Some people at Lucasfilm were apparently wanting to do a BSG-style series about the other X-wing pilots, the ones who weren't the Jedi. Ones like Wedge, whom you see just being a calm and excellent flier in both SW and ROTJ. Basically that whole squadron, the ones who come in, leave, some are killed, some stick around. You'd have gotten to see today's FX technology doing X-wings fighting TIE fighters and Star Destroyers.
If I got to see ILM's current tech doing a hardcore space battle with X-wings, I'd be off the couch with my mouth open, staring.
Lucas said no. He loves his Revenge of the Phantom Clone Menace wooden characters and boring political dialogues. He really thinks that's good, it's why he did that Clone Wars animated movie that completely bombed. As one critic said, they'd never seen anyone so willing to completely destroy their own legacy.
There's so many good stories coming out of other authors, in other mediums. There's another new novel out by Michael Reaves, Death Star, that is quite good. It's all the people behind the scenes that you never saw, their stories.

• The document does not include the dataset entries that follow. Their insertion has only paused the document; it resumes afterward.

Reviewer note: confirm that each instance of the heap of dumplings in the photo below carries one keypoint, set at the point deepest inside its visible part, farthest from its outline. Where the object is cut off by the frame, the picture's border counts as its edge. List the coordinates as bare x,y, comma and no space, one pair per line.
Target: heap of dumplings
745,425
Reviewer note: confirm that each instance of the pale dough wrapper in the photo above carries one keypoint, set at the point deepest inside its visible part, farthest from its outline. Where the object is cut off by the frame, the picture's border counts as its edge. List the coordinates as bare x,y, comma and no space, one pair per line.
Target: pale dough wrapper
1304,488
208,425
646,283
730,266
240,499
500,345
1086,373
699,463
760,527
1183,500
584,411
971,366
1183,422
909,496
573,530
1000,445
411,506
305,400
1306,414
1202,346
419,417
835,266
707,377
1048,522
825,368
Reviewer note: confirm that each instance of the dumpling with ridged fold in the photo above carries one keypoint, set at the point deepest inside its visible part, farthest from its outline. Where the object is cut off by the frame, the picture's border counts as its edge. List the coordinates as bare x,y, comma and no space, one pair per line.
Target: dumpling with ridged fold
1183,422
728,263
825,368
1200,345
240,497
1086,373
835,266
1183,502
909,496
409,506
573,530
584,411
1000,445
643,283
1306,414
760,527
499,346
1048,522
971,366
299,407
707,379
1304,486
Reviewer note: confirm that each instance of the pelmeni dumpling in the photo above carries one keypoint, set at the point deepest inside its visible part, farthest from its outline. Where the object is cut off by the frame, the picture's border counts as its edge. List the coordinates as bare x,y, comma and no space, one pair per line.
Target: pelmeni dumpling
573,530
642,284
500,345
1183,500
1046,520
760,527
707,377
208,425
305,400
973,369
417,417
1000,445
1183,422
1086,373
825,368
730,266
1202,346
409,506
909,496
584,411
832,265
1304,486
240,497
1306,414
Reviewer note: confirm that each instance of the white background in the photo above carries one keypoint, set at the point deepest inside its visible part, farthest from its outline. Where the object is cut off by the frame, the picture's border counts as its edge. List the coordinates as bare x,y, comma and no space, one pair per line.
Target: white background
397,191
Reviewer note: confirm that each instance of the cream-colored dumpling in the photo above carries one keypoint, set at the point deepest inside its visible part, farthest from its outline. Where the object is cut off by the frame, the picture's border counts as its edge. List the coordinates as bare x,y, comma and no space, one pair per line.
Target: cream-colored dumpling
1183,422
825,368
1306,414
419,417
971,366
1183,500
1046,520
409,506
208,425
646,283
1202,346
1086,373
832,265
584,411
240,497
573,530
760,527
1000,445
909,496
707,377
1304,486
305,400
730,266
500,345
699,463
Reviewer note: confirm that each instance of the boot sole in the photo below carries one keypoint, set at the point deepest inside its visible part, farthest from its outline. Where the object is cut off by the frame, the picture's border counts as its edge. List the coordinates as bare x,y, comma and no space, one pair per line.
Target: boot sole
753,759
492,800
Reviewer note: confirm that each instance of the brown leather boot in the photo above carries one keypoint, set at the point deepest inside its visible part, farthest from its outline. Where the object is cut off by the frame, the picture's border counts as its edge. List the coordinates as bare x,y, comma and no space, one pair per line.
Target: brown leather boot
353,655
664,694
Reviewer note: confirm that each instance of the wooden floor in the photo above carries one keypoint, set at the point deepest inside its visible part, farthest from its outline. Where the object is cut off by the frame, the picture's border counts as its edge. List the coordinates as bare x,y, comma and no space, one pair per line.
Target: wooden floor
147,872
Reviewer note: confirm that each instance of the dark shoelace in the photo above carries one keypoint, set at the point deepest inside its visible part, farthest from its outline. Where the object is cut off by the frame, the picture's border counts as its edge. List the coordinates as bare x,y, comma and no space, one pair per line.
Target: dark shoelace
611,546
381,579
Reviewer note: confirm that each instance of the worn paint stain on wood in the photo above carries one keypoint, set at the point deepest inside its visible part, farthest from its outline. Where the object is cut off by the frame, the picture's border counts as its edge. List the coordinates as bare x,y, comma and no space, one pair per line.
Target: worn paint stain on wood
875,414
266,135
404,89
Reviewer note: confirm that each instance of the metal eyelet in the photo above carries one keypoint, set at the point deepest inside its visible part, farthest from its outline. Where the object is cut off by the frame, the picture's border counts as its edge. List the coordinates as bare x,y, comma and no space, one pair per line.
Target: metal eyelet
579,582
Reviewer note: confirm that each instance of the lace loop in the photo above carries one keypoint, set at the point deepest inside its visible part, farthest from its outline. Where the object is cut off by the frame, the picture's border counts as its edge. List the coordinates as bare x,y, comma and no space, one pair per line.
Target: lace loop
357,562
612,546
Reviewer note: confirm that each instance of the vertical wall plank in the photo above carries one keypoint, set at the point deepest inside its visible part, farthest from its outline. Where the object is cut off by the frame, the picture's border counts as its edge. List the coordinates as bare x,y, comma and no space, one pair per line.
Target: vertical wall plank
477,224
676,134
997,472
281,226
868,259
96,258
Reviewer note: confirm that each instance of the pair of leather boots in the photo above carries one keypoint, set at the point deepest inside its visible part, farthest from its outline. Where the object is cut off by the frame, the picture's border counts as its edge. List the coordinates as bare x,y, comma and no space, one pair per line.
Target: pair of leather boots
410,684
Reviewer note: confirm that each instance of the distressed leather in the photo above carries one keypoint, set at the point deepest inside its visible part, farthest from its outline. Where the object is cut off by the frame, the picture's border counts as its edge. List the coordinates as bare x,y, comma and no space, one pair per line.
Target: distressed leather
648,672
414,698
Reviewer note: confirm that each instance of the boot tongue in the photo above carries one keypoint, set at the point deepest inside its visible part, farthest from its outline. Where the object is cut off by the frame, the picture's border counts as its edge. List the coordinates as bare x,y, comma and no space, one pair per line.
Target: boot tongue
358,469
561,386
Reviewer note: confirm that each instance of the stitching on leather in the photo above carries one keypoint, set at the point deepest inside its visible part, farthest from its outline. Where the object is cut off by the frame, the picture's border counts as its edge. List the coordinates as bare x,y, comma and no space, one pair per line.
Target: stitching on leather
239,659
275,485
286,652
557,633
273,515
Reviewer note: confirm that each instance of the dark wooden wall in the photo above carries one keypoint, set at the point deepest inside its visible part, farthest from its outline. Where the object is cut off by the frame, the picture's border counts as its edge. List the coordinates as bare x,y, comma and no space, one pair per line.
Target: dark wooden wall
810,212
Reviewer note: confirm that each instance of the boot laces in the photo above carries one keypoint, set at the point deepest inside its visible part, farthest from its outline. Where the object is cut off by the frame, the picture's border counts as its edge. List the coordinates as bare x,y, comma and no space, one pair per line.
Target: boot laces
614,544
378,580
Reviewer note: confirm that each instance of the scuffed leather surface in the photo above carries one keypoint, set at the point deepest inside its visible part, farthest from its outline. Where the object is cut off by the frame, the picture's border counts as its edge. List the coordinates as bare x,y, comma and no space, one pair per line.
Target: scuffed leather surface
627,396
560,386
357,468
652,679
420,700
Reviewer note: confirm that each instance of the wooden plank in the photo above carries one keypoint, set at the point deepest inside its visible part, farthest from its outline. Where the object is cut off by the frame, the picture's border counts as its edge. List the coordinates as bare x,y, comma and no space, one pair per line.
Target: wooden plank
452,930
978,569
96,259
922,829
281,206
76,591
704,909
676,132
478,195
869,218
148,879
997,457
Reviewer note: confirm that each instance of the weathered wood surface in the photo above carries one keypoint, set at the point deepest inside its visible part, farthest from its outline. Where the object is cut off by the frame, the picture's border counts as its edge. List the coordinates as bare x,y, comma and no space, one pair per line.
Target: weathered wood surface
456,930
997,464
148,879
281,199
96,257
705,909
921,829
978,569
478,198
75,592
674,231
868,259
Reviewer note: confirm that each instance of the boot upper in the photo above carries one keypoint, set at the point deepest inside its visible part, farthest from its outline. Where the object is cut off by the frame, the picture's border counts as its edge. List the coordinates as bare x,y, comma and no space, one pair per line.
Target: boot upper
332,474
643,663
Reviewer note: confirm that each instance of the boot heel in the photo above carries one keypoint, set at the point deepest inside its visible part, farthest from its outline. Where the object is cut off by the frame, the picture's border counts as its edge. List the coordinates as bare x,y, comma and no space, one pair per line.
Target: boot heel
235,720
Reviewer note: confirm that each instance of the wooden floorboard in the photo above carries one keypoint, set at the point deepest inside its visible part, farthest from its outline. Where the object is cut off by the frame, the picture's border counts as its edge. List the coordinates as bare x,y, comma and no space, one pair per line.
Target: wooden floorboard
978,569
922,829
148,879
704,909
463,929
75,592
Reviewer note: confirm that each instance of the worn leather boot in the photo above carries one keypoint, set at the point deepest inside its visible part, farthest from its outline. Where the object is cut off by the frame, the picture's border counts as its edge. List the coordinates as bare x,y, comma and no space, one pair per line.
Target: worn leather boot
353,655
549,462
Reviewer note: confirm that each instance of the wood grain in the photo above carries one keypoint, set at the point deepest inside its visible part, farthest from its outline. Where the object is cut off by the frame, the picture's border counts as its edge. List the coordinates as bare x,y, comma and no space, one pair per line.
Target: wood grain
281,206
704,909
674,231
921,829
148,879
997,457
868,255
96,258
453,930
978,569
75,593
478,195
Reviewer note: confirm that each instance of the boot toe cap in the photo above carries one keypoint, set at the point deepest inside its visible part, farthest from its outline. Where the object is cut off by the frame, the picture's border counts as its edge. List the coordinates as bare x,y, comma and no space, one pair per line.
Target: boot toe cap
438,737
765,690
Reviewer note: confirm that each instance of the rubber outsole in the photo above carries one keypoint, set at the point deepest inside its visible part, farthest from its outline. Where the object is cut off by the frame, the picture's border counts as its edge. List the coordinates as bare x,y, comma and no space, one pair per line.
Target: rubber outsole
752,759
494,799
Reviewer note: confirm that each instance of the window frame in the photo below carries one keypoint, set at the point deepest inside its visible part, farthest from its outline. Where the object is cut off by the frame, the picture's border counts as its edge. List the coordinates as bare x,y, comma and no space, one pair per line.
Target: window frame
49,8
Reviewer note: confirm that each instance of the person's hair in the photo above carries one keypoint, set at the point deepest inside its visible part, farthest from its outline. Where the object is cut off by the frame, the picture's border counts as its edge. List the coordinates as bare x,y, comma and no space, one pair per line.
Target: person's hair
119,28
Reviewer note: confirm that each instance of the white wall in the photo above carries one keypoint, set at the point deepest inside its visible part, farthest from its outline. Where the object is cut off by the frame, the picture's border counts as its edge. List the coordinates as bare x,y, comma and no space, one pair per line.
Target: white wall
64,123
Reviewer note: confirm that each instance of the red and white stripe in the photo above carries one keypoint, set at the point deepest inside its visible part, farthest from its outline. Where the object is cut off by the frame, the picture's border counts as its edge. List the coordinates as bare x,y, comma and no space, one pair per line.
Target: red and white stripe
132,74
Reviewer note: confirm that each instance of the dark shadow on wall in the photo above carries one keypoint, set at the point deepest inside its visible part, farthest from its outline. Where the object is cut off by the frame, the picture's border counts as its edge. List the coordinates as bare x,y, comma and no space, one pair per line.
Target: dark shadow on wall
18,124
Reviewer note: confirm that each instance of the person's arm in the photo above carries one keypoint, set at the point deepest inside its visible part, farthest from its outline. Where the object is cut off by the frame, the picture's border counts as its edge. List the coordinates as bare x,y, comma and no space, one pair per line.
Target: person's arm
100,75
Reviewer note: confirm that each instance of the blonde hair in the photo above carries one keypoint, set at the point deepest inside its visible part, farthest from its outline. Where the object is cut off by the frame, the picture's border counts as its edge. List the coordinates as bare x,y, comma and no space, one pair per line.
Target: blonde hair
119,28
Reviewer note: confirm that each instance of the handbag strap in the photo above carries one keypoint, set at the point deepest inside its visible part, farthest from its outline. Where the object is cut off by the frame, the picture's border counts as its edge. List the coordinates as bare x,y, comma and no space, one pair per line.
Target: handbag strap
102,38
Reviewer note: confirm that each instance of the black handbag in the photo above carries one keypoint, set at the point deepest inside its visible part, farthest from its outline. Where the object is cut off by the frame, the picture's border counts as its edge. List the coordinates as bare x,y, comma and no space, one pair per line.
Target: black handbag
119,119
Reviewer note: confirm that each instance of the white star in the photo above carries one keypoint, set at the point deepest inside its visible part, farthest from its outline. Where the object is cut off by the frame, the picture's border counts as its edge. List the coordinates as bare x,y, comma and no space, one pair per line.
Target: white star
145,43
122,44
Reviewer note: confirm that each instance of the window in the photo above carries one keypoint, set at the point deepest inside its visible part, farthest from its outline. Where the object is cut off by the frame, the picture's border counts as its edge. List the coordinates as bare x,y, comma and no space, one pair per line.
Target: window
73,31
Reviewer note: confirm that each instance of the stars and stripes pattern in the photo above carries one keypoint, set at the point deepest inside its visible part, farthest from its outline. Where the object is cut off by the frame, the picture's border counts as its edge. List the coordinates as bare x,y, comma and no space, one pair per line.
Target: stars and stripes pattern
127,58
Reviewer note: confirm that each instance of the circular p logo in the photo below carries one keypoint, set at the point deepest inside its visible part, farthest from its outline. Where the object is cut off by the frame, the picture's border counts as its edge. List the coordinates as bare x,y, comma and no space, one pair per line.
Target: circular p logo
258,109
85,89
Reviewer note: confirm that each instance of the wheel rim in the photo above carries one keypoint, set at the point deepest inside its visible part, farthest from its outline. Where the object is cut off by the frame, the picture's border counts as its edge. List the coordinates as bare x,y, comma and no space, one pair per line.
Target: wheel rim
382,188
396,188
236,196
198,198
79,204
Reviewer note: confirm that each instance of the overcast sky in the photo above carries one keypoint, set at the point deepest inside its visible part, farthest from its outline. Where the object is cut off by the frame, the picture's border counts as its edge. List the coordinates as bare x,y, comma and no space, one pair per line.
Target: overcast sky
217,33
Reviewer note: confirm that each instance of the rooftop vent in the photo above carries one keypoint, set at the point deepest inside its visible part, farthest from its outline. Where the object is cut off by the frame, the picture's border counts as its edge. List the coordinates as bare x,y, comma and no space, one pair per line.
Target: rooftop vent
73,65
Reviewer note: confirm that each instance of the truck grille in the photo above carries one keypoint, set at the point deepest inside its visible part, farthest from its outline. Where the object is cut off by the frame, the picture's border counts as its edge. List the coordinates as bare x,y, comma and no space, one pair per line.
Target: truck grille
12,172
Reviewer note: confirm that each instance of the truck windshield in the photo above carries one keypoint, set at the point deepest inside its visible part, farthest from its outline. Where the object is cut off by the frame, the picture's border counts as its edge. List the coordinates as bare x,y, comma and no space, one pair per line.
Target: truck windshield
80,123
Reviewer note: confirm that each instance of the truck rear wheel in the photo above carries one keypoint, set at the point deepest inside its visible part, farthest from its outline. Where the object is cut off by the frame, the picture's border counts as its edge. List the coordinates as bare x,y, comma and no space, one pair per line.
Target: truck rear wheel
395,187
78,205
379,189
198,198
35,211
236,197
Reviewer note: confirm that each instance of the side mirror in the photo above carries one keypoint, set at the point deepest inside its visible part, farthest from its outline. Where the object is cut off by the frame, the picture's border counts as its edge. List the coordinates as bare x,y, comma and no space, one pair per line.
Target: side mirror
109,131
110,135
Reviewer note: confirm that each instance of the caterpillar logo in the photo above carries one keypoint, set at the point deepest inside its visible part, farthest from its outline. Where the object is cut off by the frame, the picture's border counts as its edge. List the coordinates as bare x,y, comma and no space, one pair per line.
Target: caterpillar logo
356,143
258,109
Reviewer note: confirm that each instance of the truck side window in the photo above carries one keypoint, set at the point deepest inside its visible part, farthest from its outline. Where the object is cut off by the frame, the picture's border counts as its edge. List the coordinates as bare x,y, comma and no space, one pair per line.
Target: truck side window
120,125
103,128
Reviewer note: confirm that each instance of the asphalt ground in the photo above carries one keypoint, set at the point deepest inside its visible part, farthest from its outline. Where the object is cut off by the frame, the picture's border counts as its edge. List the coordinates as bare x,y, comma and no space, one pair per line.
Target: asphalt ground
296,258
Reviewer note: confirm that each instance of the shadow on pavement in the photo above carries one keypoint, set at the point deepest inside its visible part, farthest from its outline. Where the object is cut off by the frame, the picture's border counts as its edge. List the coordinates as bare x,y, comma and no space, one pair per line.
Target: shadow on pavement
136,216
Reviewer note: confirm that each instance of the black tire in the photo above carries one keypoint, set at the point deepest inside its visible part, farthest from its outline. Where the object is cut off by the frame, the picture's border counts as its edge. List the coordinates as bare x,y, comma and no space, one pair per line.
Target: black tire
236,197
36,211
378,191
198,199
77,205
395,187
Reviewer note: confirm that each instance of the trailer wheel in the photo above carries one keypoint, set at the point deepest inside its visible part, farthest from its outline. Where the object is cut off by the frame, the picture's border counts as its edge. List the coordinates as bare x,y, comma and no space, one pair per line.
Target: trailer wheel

Ever wonder at stuff that's believable, like whether the port and starboard turbolaser crews on a Star Destroyer are akin to real Navy crews, whether they compete to see who can return a "ready to fire" to the bridge the fastest, and keep a board of their times? Or what a gunnery chief with a perfect record would think when told he was being assigned to what he called "The biggest gun ever built", or the horror when he has to pull the lever that destroys a world, but does so anyway? That's all in there. So is the story of a doctor who doesn't want to be there, a double-ace TIE pilot, a designer who knew about the exhaust port, even the owner of one of the thousands of contract-hired cantinas on board. The writer takes you through such fascinating things as what it's like to be part of a TIE launch, vivid imagery from the cold air to the smell of chilled lubricants, and how the pilots know that, despite what the commanders say, the fighters aren't all the same, a nick here, a scrape there, a slightly tighter way of turning that lets them know which is which in the rotations. It made me smile, because it made it real.
It took a movie from 1977 and expanded upon its events in a wonderful manner. You know what that blockade runner is that Vader's destroyer interdicts over Tatooine, you don't need to be told. You see the events that led up to that interception, finally. You learn how the plans got where they were to be stolen. The original dialogue is heard in parts, and then the conversations before and after it.
And Lucas would never allow it to be brought to the screen.